Collects the result from the workers and closes the thread pool.

distribute(func, partitioned_chunks, kwargs)[source]

Calculates the features in a parallel fashion by distributing the map command to a thread pool

Parameters:
  • func (Callable) – Function to send to each worker.
  • partitioned_chunks (List) – List of data chunks, each chunk is processed by one woker
  • kwargs (Dict) – Parameters for the map function
Returns:

The result of the calculation as a list - each item should be the result of the application of func to a single element.

Return type:

List

hts.utilities.distribution._function_with_partly_reduce(chunk_list, map_function, kwargs)[source]

Small helper function to call a function (map_function) on a list of data chunks (chunk_list) and convert the results into a flattened list. This function is used to send chunks of data with a size larger than 1 to the workers in parallel and process these on the worker.

Parameters:
  • chunk_list (List) – A list of data chunks to process.
  • map_function (Callable) – Function to be partially applied
  • kwargs (dict) – Keyword arguments to be passed to the map_function
Returns:

A list of the results of the function evaluated on each chunk and flattened.

Return type:

List

hts.utilities.distribution.initialize_warnings_in_workers(show_warnings)[source]

Small helper function to initialize warnings module in multiprocessing workers.
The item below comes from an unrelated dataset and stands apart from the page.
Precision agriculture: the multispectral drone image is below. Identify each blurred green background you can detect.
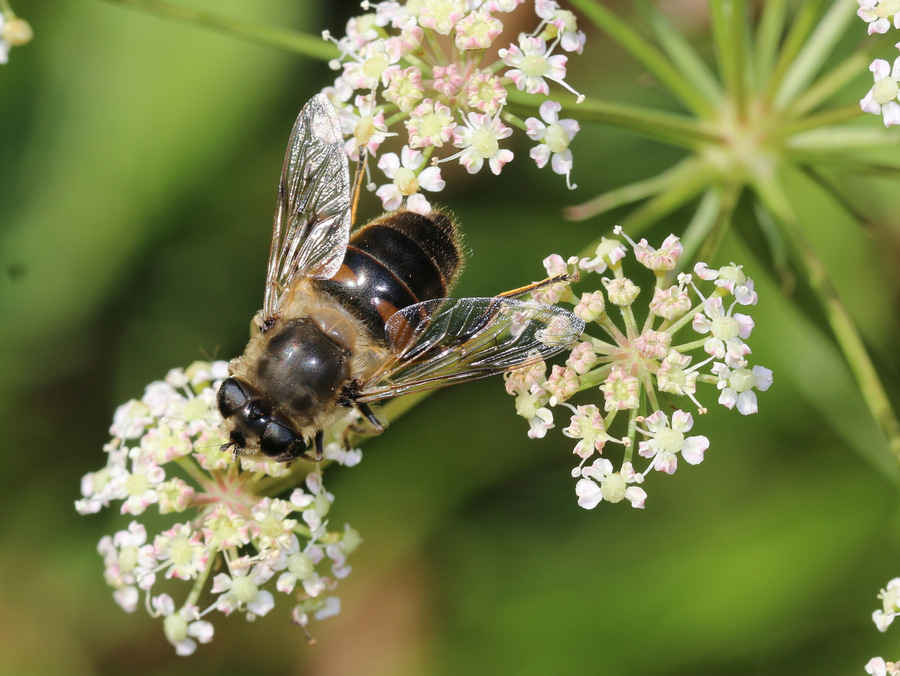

On Windows, Python spawns fresh processes which do not inherit from warnings state, so warnings must be enabled/disabled before running computations.

hts.utilities.load_data

hts.utilities.load_data.get_data_home(data_home=None)[source]

Return the path of the scikit-hts data dir.

This folder is used by some large dataset loaders to avoid downloading the data several times.

By default the data dir is set to a folder named ‘scikit_hts_data’ in the user home folder. Alternatively, it can be set by the ‘SCIKIT_HTS_DATA’ environment variable or programmatically by giving an explicit folder path. The ‘~’ symbol is expanded to the user home folder. If the folder does not already exist, it is automatically created. :param data_home: The path to scikit-hts data dir. :type data_home: str | None

hts.utilities.load_data.load_geo_events_data(data_home=None)[source]
Returns:df
Return type:pandas.DataFrame
hts.utilities.load_data.load_hierarchical_sine_data(start, end, n=10000)[source]
hts.utilities.load_data.load_mobility_data(data_home=None)[source]

Original dataset: https://www.kaggle.com/pronto/cycle-share-dataset :returns: df :rtype: pandas.DataFrame

hts.utilities.load_data.partition_column(column, n=3)[source]

hts.utilities.utils

class hts.utilities.utils.suppress_stdout_stderr[source]

Bases: object

A context manager for doing a “deep suppression” of stdout and stderr in Python, i.e. will suppress all print, even if the print originates in a compiled C/Fortran sub-function.

This will not suppress raised exceptions, since exceptions are printed

to stderr just before a script exits, and after the context manager has exited (at least, I think that is why it lets exceptions through).